Quand le travail est décortiqué, mis en scène et critiqué
Cette année, la Foire du Livre est présidée par la journaliste et grand reporter au journal Le Monde, Florence AUBENAS. Elle est la référence incontournable du journalisme de terrain. Rescapée d’une prise d’otage en Irak en 2005, ses récits journalistiques les plus populaires ont traité de l’affaire Outreau et de son infiltration comme femme de ménage pendant 6 mois, pour dénoncer les conditions de travail précaire des chômeuses, courant après les heures pour boucler leur fin de mois. Son dernier ouvrage Quai de Ouistreham a ainsi été porté sur scène en préambule de la Foire, au théâtre Jean d’Ormesson. Sous sa houlette, La Foire du Livre de Brive revêt un aspect journalistique allant de pair avec le milieu littéraire et les lanceurs d’alertes.
Les 3 jours sont ponctués de remises de prix littéraires, de spectacles, de tables rondes et de conférences sur les thèmes de la mutation du travail.
De grandes questions philosophiques et économiques vont ainsi émerger : « Faut-il séparer le revenu du travail ? » La réponse du romancier et philosophe, finaliste du prix Goncourt et du prix Renaudot, Gaspard KOENIG est assez révélatrice d’un monde en bouleversement. En effet, l’auteur de Humus et fondateur du groupe de réflexion Génération Libre, semble prôner le revenu universel afin que chaque individu s’accomplisse dans des activités n’étant pas forcément en lien avec leur travail. «L’accomplissement de soi » est ainsi valorisé et source d’équilibre individuel, contrairement aux bullshit jobs (métiers vides de sens) et sources de burn-out.

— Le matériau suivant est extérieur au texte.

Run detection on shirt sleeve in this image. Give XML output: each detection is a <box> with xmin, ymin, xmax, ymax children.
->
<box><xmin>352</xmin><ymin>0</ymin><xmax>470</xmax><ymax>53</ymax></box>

Le thème du travail est étudié sous un autre aspect, par un ancien photographe de presse, Franck COURTES, qui a abandonné les privilèges matériels de sa profession, pour s’adonner à sa passion pour l’écriture. Sauf que dans certains cas, cela ne nourrit pas son homme. Donc dans son livre « A pied d’œuvre »il explique ses galères de « nouveau pauvre » payé à la tâche, pour des boulots de manœuvres effectués auprès des particuliers. Changer de vie n’est pas donné à tous…Humiliations, perte de son amour-propre, train de vie réduit, multiplicité des petits boulots physiques précaires, Franck COURTES, semble pourtant préférer la charge physique du travail manuel, à la charge mentale de la rumination artistique (intellectuelle ?)… Un point de vue qui se discute.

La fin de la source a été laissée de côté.